10:THE VISIBLE
完璧な人間。
兄を表現するのに、ぴったりな言葉だ。
成績優秀、才色兼備、文武両道、頭脳明晰、容姿端麗。言い出したらキリがないが、兄はそんな言葉が似あう人間だ。
何をするにしても、みんなと比べて頭一つ抜け出ている。人気があって、人望があって、リーダーシップがあって、いつもみんなの中心にいる存在。
誰もが認める、みんなにとっての、憧れの的。
でも、僕にとって兄は、大きな脅威以外の何者でもなかった。
物心ついた時には、兄は小学生だった。その頃から既に、幼い僕にとって、兄は巨人のように映っていた。
すべてにおいて、自分よりも上手な存在。力も、知恵も、ずっとずっと大きく、敵わない存在。
兄弟なら、当たり前のことだろう。先に産まれた方、年齢が上の方が、すべての物事において経験が豊富なのだから、一歩先を行くのは当然のことだ。
だが、兄は違った。
一歩どころではなく、ずっと遠くにいた。手など伸ばしても、駆け寄ろうとしても、無意味だった。それほど、届かない存在だった。
そして、兄は恐らく、それを自覚していた。
幼い頃から、兄は僕を見る時、常に見下げていた。
その目は、この愚かで小さな生き物は、どうして生きているのだろう、どうしてこんなに無力で無価値な生き物が、自分の弟として存在しているのだろう、と語っていた。

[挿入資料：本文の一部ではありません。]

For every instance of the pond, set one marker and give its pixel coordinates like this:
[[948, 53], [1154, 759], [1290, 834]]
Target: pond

もちろん、家族なのだから、兄弟なのだから、会話もしたし、一緒に遊んだこともある。面倒を見てもらったこともある。喧嘩など一度もしたことが無い。些細な言い合いすら、した覚えが無い。
でも、僕と接する時の、僕を見つめる兄の目は、常に冷え切っていた。表情も言葉も穏やかなものだったが、その目の奥にはいつも、ぬるりとした感情が宿っていた。
それは、嘲笑や愚弄、侮蔑といった、悪意だった。
こんな奴、消えてしまえばいいのにという、願望だった。
僕の被害妄想だろうか?
兄に直接、そう思っているのかと訊いたことは一度も無い。
でも、僕は確信していた。血の繋がった実の兄弟だからこそ、分かっていた。
兄は僕を弟として認めていないということを。
だから、僕は兄と心を通わすことを早々に諦めた。話しかけず、距離を置き、兄の領域に踏み込まないようにした。事務的な会話をする以外には、ほとんど口を利かなかった。
そうこうしている内に、冷え切った兄弟関係が出来上がっていった。お互いに感情を見せることなく、表面的に兄弟を演じているようだった。

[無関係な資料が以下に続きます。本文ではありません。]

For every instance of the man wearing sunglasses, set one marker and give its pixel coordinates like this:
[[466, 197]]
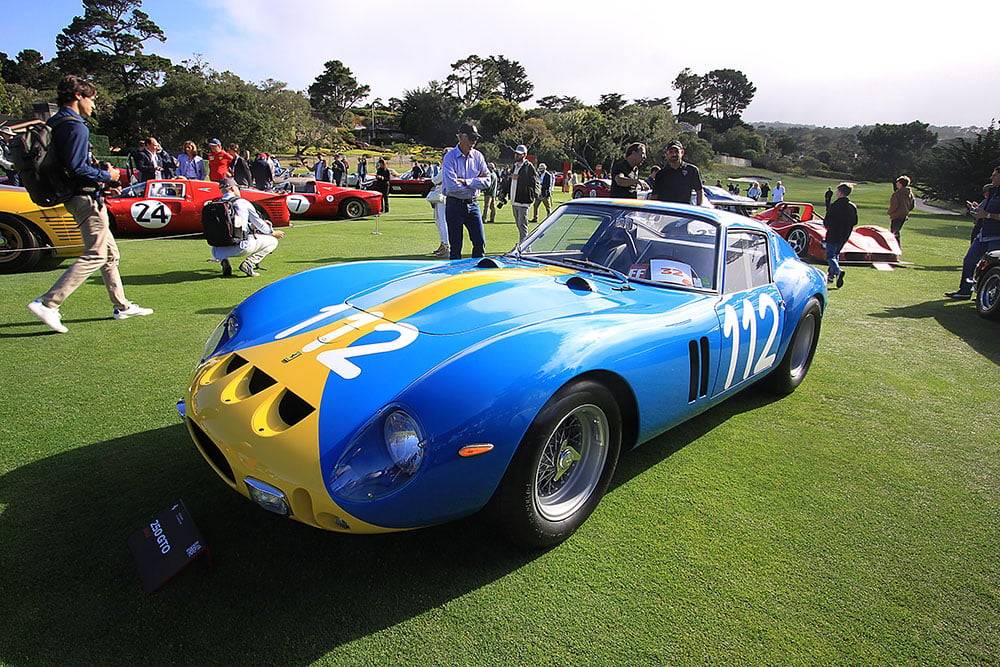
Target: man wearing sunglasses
[[465, 175]]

でも、何年経っても、僕を見つめる兄の目には、悪意が宿り続けていた。
そんな眼で見ないでよ。
僕のことをちゃんと認めてよ。
血の繋がった、実の弟でしょ。
そんなことを言えば、兄は変わっただろうか。
今となっては分からない。冷え切った兄弟関係を続けている内に、ウォークマンをきっかけとして、僕は兄から一方的に縁を切られてしまった。誰からも見えない者として、仕立て上げられてしまった。
あの時、なぜ兄があんなに激昂したのかは分からない。が、恐らく兄は、機会を待っていたのだと思う。
僕という存在を世界から抹消する機会を。
完璧主義者の兄にとって、中途半端な弟は要らない。完璧な自分とは違い、何をやっても人並みな弟の存在など、目障りだ。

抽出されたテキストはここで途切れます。